As the left-hand side of this chart shows, the steep decline in Discretionary vs. Staples happened in 2022, during last year’s bear market.  While many suspect that this year is equally as negative in many ways, it’s turned out to be the opposite with regards to Discretionary vs. Staples.

This breakout in the ratio of Equal-weighted Discretionary vs. Equal-weighted Staples shown below (RCD vs. RHS) looks to show further upside in October and should be overweighted.  Despite one’s thoughts on the broader market, I expect Discretionary to sharply outperform Staples, which fits into my thinking of a positive October, performance-wise for SPX.

Are the Lows in, or Not? Let’s review
Source: Symbolik

QQQ still has some “work to do”

This hourly QQQ chart shows why it might still be premature to “Take a Victory lap” in celebrating Friday’s rally.

This hourly chart shows price history from early September, and appears to very clearly illustrate a three-wave decline only into this week, followed by a choppy bounce which appears like a corrective move.

If/when QQQ exceeds $369, it will be right to give this rally the benefit of the doubt.  However, with CPI next week being an important economic data point, it can’t be ruled out that the upside from $364 to resistance at $369 is not too substantial.  This means that prices very well could be near resistance, while a move back down to test lows would help to create that five-wave decline from September which would make for a much stronger case for a trading low.

Overall, I’ll accept either outcome, but believe that QQQ lies at a tough spot following Friday’s rally.  If price exceeds $369, then it’s right to trust this move.

IF price fails and undercuts $360, then a decline down to $348 would be probable.  This would then result in fear growing to capitulatory levels that would make embracing this market far easier for a sharp rally into late October.
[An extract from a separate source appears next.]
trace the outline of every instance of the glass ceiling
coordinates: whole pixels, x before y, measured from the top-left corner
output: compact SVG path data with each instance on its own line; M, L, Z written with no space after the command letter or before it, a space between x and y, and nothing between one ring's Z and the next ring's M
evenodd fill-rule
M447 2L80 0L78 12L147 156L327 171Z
At present, while I’m encouraged that Friday’s bounce will make momentum start to turn higher in a way that any future decline likely produces positive divergence and makes QQQ even more attractive, I find it difficult to call for immediate upside follow-through just yet.

The next week will shed a lot of light as to the prospects for the balance of October.  I stand as an October bull, yet with some minor concerns about the week ahead.   Either declines to new lows, or a breakout above $368 would both make me feel that QQQ is attractive for different reasons.